When this regularity was observed, apparent motion experiments were conducted using small and unchanging stimuli that had little spatial extent/form and instead could be characterized as point sources. When the two samples are individual points rather than extended contours, the number of geometric transformations which are possible become greatly reduced. A point in space can only be moved to a new location (isometric) or it can be split into two points (non-topological). Similarly, a point in time can be moved to a new time, or split into two events. Stimuli which have limited and unchanging duration from one sample to the next can be viewed as a point sources for time, also like many apparent motion situations. The simple two-dimensional apparent motion case where time is one dimension, space is also one dimension (i.e. the stimulus at time 1 is constrained to change position only along the horizontal for time 2), and the stimuli are points sources in space and time, is shown in Figure 4. The samples at time 1 and time 2 are localized on the graph as points and the change in space and time are shown with dotted lines. Thus, each apparent motion situation is represented as a square. Due to the restrictions on keeping the extent of the stimulus the same in space and in time, what remains are the following geometric transformations.

If the square [shown as 1a-2a] is picked up and moved elsewhere, that is an isometric transformation which should be largely innocuous. That is, if the apparent motion displays are moved to a different part of the room, this change should have minimal effect on the quality of apparent motion (translations along x); if the experiment is begun early or later, that too should not affect the strength of the phenomenon (translations along y), nor should any combination of the two translations [the 3 isometric transformations shown as the 3 squares 1b-2b]. These transformations are typically not conducted as experimental manipulations because they are expected to be largely uninfluential, as they are in the geometric analysis as well. If the square is stretched, then the different conditions that constitute Korte's third law can be seen. If the spatial separation is increased, but not the temporal separation [shown as the rectangle 1d-2d], this should disrupt optimal apparent motion more than if both separations are increased (equally) [shown as square 1c-2c]. This is what is expected; the former is an affine transformation (the square became a rectangle) which is a more radical transformation and less like the original than the latter transformation, which is a similarity transformation (the square became a different size square). Korte's law doesn't specify that space and time be altered *equally* but this presumably reflects the difficulty of independently equating units of space and time. The closer one can get to equal shifts, the better optimal motion will be maintained under spatial and temporal separation shifts.

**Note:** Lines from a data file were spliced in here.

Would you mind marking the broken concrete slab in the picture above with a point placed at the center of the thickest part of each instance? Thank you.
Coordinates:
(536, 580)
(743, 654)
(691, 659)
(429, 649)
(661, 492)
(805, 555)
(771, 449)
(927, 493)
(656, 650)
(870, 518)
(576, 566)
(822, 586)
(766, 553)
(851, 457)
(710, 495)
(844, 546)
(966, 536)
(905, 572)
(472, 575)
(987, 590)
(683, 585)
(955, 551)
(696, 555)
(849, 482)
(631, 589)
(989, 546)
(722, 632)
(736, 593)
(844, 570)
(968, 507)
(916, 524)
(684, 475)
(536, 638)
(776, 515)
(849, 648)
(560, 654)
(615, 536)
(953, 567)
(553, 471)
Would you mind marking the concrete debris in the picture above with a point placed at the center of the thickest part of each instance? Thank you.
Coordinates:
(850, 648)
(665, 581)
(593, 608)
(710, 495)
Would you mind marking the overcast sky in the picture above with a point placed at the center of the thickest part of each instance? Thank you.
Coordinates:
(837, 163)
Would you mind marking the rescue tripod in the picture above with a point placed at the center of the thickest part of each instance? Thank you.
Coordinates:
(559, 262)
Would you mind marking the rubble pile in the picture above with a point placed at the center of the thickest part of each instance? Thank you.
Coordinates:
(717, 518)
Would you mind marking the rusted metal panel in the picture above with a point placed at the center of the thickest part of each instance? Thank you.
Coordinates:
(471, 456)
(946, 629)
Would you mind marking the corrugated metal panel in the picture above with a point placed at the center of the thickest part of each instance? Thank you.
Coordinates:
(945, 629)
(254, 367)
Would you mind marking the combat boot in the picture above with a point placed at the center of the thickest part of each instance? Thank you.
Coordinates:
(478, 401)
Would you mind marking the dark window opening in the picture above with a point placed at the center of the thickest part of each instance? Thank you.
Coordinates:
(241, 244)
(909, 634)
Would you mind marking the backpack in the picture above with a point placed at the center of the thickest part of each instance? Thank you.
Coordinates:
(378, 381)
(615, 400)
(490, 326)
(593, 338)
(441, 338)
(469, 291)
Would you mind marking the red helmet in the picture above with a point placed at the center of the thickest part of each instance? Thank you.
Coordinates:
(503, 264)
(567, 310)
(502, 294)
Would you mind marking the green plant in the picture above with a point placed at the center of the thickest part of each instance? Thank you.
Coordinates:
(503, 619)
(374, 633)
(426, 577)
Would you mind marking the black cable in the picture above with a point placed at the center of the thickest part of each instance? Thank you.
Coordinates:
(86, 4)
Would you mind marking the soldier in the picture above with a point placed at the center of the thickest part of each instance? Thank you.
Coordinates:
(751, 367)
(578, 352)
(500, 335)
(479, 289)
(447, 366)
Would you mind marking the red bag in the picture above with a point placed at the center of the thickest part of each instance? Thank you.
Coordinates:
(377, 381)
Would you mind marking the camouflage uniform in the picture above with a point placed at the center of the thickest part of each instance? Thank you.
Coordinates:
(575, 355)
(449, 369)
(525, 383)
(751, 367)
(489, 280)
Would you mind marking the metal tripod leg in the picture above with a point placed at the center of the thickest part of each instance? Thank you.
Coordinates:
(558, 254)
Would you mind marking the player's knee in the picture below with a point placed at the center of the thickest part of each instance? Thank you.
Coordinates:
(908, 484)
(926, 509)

This example demonstrates that a classic law can be considered a subset of this more general framework. In addition, it shows the geometric hierarchy can encompass the limiting cases of points rather than forms and provides a framework for understanding "spatial-temporal" properties as well as the more "form" based ones. Finally, it also points to extensions of the hierarchy where time and space are analyzed in the same hierarchy.